1# Semantic Tokens
2
3The [LSP](https://microsoft.github.io/language-server-protocol/specifications/specification-3-17/#textDocument_semanticTokens)
4specifies semantic tokens as a way of telling clients about language-specific
5properties of pieces of code in a file being edited.
6
7The client asks for a set of semantic tokens and modifiers. This note describe which ones
8gopls will return, and under what circumstances. Gopls has no control over how the client
9converts semantic tokens into colors (or some other visible indication). In vscode it
10is possible to modify the color a theme uses by setting the `editor.semanticTokenColorCustomizations`
11object. We provide a little [guidance](#Colors) later.
12
13There are 22 semantic tokens, with 10 possible modifiers. The protocol allows each semantic
14token to be used with any of the 1024 subsets of possible modifiers, but most combinations
15don't make intuitive sense (although `async documentation` has a certain appeal).
16
17The 22 semantic tokens are `namespace`, `type`, `class`, `enum`, `interface`,
18		`struct`, `typeParameter`, `parameter`, `variable`, `property`, `enumMember`,
19		`event`, `function`, `member`, `macro`, `keyword`, `modifier`, `comment`,
20		`string`, `number`, `regexp`, `operator`.
21
22The 10 modifiers are `declaration`, `definition`, `readonly`, `static`,
23		`deprecated`, `abstract`, `async`, `modification`, `documentation`, `defaultLibrary`.
24
25The authoritative lists are in the [specification](https://microsoft.github.io/language-server-protocol/specifications/specification-3-17/#semanticTokenTypes)
26
27For the implementation to work correctly the client and server have to agree on the ordering
28of the tokens and of the modifiers.
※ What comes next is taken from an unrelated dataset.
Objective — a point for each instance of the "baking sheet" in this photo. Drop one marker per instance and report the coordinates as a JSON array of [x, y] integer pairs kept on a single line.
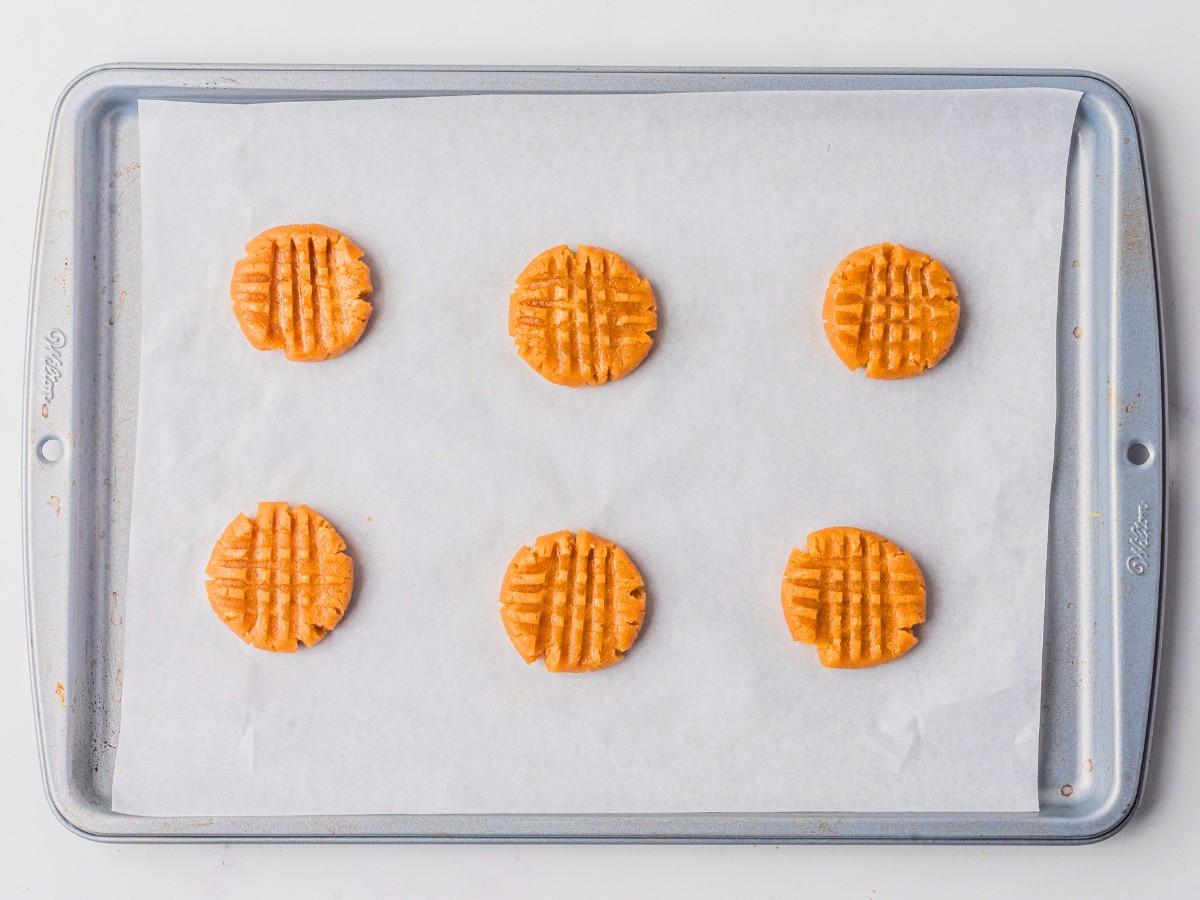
[[738, 436]]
Gopls, therefore, will only send tokens and modifiers
29that the client has asked for. This document says what gopls would send if the client
30asked for everything. By default, vscode asks for everything.
31
32Gopls sends 11 token types for `.go` files and 1 for `.*tmpl` files.
33Nothing is sent for any other kind of file.
34This all could change. (When Go has generics, gopls will return `typeParameter`.)
35
36For `.*tmpl` files gopls sends `macro`, and no modifiers, for each `{{`...`}}` scope.
37
38## Semantic tokens for Go files
39
40There are two contrasting guiding principles that might be used to decide what to mark
41with semantic tokens. All clients already do some kind of syntax marking. E.g., vscode
42uses a TextMate grammar. The minimal principle would send semantic tokens only for those
43language features that cannot be reliably found without parsing Go and looking at types.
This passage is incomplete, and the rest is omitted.